As Marcellus mayor, Plochocki pushed another environmental initiative- improving the town’s urban forest. “We literally planted hundreds of trees on village streets,” Plochocki said. “We planted more trees than were ever planted in any four-year period in the history of the town.”

In his District 6 campaign, Plochocki is also promising to use his environmental background to  bring green-technology companies to the area. And he will work to lower taxes, he said, through job growth and by cutting spending.

Marcellus Republican town chair, Dan Ross has known Plochocki since Plochocki was in high school. Controlling county costs is the first thing Plochocki would do if elected, Ross said.

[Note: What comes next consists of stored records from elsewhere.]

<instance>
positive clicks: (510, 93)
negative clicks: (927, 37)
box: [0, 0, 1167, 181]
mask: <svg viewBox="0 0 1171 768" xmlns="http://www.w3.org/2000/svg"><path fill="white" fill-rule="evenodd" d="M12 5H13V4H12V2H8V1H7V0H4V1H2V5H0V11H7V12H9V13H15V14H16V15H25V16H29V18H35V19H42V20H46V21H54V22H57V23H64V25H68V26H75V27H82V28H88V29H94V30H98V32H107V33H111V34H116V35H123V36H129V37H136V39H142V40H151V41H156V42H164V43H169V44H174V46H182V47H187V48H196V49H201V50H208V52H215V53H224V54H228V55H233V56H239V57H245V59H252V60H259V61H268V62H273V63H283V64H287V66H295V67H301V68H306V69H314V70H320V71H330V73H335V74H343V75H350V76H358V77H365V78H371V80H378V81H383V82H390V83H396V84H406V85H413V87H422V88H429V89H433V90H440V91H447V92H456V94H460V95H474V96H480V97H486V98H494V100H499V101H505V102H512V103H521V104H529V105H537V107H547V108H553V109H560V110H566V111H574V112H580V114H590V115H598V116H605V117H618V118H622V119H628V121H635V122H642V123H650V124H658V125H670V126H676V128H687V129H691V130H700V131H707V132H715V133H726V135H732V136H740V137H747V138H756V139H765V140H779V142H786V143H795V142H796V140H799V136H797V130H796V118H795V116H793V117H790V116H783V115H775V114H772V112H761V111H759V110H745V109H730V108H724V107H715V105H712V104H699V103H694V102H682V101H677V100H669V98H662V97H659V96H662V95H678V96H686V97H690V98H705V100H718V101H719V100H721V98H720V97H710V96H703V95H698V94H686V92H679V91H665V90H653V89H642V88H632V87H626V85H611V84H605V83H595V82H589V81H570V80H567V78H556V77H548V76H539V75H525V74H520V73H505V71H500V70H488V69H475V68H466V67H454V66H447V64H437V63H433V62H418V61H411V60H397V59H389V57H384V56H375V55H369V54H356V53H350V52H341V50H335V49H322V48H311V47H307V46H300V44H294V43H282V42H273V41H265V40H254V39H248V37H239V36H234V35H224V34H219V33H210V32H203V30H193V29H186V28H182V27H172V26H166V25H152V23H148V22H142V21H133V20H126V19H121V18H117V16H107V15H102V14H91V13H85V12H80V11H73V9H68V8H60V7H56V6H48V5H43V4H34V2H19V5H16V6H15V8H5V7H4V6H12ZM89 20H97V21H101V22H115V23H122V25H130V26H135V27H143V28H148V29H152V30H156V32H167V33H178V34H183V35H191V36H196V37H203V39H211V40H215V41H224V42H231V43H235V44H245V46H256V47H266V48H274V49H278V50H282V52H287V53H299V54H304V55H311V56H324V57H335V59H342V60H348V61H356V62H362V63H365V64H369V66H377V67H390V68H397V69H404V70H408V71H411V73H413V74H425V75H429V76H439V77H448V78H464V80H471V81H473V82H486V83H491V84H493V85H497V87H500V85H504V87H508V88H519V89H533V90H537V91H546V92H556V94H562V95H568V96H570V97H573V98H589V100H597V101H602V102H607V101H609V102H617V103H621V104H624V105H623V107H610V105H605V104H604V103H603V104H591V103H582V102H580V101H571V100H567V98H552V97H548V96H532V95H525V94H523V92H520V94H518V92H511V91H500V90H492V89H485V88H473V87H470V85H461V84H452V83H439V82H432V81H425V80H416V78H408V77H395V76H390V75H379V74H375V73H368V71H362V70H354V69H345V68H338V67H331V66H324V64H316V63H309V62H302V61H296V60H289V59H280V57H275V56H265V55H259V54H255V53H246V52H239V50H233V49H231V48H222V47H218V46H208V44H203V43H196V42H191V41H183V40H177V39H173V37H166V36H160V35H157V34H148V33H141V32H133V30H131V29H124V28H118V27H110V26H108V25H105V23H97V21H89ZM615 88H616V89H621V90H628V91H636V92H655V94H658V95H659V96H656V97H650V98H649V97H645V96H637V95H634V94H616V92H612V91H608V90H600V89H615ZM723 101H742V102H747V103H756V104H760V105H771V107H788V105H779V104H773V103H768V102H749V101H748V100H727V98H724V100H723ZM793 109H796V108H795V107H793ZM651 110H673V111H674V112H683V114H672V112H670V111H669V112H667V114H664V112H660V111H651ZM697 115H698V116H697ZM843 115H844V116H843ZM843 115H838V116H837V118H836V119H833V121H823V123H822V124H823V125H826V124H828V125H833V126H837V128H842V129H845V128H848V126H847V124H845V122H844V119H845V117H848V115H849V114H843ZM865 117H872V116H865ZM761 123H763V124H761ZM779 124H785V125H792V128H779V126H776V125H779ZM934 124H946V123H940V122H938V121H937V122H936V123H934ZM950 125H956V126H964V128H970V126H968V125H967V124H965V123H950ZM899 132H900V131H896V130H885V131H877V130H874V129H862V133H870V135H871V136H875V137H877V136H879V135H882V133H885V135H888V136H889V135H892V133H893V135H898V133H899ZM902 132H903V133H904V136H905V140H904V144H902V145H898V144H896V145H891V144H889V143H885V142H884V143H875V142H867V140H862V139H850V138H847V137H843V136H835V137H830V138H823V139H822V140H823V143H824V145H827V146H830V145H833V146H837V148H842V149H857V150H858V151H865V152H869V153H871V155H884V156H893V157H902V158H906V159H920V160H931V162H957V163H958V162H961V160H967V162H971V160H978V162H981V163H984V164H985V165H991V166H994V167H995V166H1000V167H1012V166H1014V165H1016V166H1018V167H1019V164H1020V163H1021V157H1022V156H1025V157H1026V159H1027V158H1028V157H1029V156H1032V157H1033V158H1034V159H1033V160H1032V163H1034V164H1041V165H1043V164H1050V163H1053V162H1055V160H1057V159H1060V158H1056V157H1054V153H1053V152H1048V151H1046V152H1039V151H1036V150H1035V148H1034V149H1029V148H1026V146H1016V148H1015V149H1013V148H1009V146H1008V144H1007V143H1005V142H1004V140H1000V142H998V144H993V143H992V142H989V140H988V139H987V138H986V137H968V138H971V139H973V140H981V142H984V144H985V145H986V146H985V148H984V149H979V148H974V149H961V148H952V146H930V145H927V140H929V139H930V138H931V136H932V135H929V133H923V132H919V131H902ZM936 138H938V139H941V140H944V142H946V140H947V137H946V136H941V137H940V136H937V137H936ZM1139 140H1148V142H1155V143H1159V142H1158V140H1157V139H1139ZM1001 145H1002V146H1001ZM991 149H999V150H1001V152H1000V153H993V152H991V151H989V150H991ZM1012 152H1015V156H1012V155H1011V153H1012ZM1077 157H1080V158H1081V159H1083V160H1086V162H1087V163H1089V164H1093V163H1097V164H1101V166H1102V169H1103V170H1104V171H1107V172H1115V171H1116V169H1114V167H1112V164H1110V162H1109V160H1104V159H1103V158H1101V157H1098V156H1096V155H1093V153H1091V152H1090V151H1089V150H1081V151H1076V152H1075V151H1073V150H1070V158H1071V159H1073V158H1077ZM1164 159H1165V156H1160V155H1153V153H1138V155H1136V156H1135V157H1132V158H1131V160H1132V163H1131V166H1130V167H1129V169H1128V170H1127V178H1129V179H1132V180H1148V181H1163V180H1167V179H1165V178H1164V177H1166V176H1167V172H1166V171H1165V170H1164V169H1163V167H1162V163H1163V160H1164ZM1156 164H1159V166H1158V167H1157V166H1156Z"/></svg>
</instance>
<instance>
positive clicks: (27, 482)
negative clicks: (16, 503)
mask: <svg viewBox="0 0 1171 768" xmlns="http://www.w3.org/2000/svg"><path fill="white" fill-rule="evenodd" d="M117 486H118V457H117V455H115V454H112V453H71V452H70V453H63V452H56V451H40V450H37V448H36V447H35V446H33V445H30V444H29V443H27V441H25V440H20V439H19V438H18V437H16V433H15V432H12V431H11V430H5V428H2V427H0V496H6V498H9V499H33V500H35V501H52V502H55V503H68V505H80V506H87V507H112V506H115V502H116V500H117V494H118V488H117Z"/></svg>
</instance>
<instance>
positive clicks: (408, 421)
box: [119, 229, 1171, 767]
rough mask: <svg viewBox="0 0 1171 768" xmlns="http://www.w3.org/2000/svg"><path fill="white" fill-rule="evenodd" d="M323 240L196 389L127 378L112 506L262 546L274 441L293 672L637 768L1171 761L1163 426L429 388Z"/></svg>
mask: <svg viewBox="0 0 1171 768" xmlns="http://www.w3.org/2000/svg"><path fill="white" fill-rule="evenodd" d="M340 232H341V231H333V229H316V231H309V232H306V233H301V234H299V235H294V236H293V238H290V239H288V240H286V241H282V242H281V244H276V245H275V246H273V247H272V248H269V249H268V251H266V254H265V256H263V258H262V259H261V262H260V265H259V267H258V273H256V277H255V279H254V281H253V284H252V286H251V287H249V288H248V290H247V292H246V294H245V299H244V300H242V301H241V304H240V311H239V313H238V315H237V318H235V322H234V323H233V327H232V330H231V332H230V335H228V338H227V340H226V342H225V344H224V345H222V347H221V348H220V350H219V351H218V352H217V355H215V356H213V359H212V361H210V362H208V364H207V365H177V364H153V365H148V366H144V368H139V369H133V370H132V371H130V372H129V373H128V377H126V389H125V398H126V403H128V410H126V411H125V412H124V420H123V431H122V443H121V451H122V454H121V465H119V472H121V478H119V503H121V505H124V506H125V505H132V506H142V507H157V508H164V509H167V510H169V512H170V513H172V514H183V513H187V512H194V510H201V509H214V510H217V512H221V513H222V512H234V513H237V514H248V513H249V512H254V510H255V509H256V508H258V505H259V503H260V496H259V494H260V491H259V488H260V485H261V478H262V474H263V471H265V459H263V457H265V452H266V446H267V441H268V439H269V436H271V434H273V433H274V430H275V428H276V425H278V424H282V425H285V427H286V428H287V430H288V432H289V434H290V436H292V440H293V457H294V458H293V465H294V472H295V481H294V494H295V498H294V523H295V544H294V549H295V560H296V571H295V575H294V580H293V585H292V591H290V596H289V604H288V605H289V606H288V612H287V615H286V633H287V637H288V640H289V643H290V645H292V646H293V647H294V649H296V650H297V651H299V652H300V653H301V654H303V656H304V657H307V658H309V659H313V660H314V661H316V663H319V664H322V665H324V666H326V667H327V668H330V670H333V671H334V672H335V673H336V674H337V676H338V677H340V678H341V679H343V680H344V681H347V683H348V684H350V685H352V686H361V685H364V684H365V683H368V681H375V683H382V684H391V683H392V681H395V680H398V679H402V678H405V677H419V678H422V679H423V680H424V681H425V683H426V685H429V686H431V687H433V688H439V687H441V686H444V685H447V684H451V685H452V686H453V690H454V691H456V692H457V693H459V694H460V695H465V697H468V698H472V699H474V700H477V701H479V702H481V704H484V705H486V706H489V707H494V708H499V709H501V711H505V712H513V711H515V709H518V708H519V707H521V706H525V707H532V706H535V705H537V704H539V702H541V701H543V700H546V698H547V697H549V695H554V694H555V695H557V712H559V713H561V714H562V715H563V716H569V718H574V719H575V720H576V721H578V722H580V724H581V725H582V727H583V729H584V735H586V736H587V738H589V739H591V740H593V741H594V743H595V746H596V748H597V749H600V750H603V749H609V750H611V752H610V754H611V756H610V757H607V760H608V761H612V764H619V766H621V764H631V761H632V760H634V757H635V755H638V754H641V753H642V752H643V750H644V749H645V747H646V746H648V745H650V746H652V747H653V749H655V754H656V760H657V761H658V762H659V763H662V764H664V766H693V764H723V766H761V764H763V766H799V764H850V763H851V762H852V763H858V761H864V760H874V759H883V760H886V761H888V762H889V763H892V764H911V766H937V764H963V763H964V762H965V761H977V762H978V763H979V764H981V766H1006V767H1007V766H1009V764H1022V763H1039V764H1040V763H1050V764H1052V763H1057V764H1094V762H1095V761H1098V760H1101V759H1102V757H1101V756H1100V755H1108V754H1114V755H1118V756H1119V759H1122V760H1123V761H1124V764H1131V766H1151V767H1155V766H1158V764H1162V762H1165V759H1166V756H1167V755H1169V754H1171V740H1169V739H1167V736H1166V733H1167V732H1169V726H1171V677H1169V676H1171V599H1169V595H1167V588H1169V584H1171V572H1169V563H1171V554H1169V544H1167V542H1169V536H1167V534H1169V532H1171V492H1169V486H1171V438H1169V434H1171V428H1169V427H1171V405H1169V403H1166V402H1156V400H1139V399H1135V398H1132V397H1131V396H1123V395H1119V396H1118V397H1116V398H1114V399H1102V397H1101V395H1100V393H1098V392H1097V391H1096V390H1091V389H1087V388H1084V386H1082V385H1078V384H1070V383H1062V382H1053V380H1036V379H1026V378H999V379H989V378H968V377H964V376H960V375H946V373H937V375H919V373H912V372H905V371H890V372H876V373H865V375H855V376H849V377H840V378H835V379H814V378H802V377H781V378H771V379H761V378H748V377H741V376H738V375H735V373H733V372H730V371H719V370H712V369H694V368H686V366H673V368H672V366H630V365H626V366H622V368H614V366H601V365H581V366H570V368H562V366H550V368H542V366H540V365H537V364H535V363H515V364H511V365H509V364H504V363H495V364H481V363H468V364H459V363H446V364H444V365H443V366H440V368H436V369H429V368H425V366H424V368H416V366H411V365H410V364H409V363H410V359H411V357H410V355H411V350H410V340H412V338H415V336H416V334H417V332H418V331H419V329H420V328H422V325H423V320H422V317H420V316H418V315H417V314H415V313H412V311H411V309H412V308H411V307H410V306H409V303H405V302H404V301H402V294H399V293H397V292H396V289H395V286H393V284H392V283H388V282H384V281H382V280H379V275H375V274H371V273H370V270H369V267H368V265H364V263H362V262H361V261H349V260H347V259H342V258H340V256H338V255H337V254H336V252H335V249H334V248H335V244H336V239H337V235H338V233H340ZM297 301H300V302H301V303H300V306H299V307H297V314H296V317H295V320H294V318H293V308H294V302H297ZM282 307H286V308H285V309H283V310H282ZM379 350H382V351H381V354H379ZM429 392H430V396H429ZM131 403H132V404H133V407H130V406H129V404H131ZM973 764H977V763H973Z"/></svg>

He would “try to find efficient ways to provide services to residents that the country traditionally provides without looking to raise taxes,” Ross said. “I think the fiscal conservative policies are going to come first.”

One service Plochocki plans to preserve is the county-run Van Duyn Home and Hospital. His own grandparents spent their last years there, he said. And if Van Duyn closes, many of its patients would be homeless, he said.

Van Duyn’s hospital counterpart, Community General, is now part of SUNY Upstate Medical University. Plochocki proposes that Upstate also take over control of Van Duyn from Onondaga County. This would give Van Duyn access to both private and public funds and give it the financing to stay open, Plochocki said.

(Callan Gray is a junior majoring in broadcast and digital journalism.)